Biomedical research is an important branch of science that deals with the problem of studying biological processes and identifying, preventing and curing diseases. This research forms the pathway to the discovery of new medicines as well as new therapies. As such, biomedical research is crucial to advance the national health and prosperity. Given the geographically distributed research groups and biomedical labs, collaborative science plays a very important role in biomedical research. Galaxy is an open source, web-based framework that is extensively used by more than 20,000 researchers world-wide for conducting research in many application domains, the most prominent of which is biomedical research. It provides a web-based environment using which scientists perform various computational analyses on their data, exchange results from these analyses, explore new research concepts, facilitate student training, and preserve their results for future use. Galaxy currently runs on a large variety of high-performance computing (HPC) platforms including local clusters, supercomputers in national labs, public datacenters and Cloud. Unfortunately, while most of these systems supplement conventional CPUs with significant accelerator capabilities (in the form of Graphical Processing Units (GPUs) and/or Field-Programmable Gate Arrays (FPGAs)), the current Galaxy implementation does not take advantage of these powerful accelerators. This project enhances the Galaxy framework so that it can take full advantage of the tremendous computational capabilities offered by GPUs and FPGAs. By doing so, the important applications running under Galaxy experiences significant speedups, thereby accelerating scientific discoveries.

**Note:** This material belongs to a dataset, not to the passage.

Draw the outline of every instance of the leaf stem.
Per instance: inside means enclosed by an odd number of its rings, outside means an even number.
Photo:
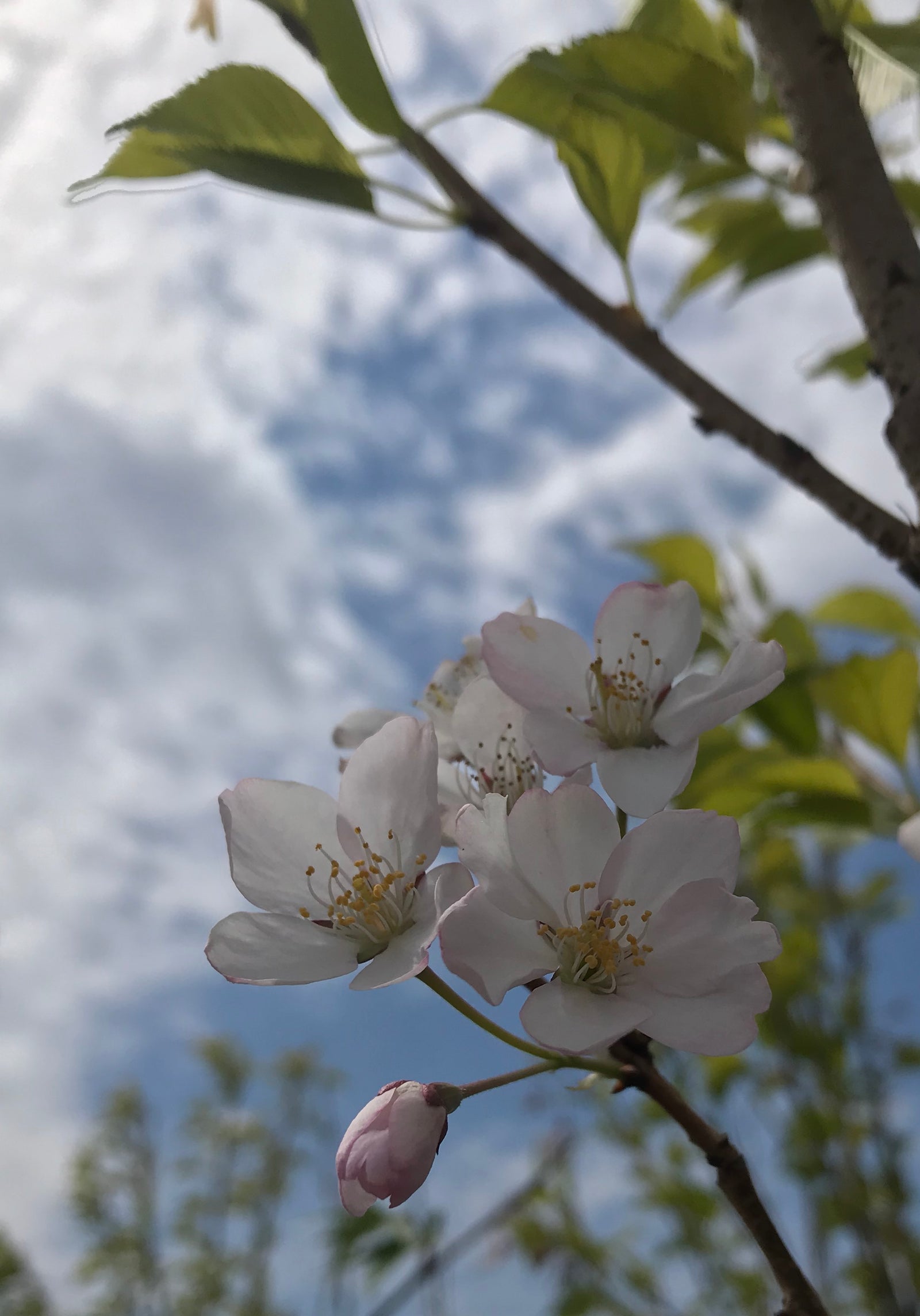
[[[588,1070],[591,1074],[604,1074],[607,1078],[619,1078],[619,1069],[611,1065],[605,1065],[603,1061],[587,1061],[580,1055],[563,1055],[561,1051],[550,1051],[545,1046],[537,1046],[536,1042],[528,1042],[523,1037],[517,1037],[515,1033],[509,1033],[507,1028],[501,1028],[500,1024],[495,1024],[488,1016],[482,1015],[475,1005],[470,1005],[469,1001],[449,987],[444,978],[438,978],[433,969],[422,969],[420,974],[416,975],[420,983],[430,987],[441,1000],[446,1000],[449,1005],[459,1011],[471,1024],[482,1028],[483,1032],[491,1033],[492,1037],[498,1037],[500,1042],[507,1042],[508,1046],[513,1046],[519,1051],[526,1051],[528,1055],[537,1055],[540,1059],[551,1061],[557,1069],[583,1069]]]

This project consists of four complementary tasks, which follow a logistic progression as follows: Task-I focuses on redesigning existing Galaxy tools with GPU/FPGA support and integrate them to Galaxy tool-chains; Task-II provides containerization support for the tools and accelerator-aware orchestration for running Galaxy on cloud platforms; Task-III implements specific policy driven scheduling schemes for Task-I and Task-II; and finally, Task-IV redesigns Galaxy storage to speed up execution and reduce bottlenecks related to data transfer. The proposed enhancements to Galaxy enables the integration of innovation with discovery by providing a state-of-the art experimental platform to a larger community of researchers across several disciplines. On the broader impact and outreach/educational front, this project impacts the performance and energy efficiency of Galaxy tools and applications and improves the productivity of a typical Galaxy user tremendously; that is, the main beneficiaries of this project are thousands of members of existing Galaxy Community. However, this project also (i) helps existing GPU and FPGA based (non-Galaxy) applications start using Galaxy, thereby taking full advantage of all existing toolsets within the framework, (ii) enables Galaxy tools to take better advantage of emerging cluster scheduling capabilities, and (iii) creates a synergy with concurrent Galaxy related efforts and existing infrastructure efforts the PIs are involved with, to further expedite scientific discoveries. As such, this proposed system support will have a broad societal impact via the enhanced Galaxy system support. On the education side, the project involves under-represented groups in computer science as well as in bio-informatics, outreach to undergraduates, various K-12 related activities (Science-U, CSATS, VIEW), and engagement with researchers in other disciplines (e.g., natural language processing, image processing, drug discovery and cosmology) via a workshop open to the Galaxy community.
This award reflects NSF's statutory mission and has been deemed worthy of support through evaluation using the Foundation's intellectual merit and broader impacts review criteria.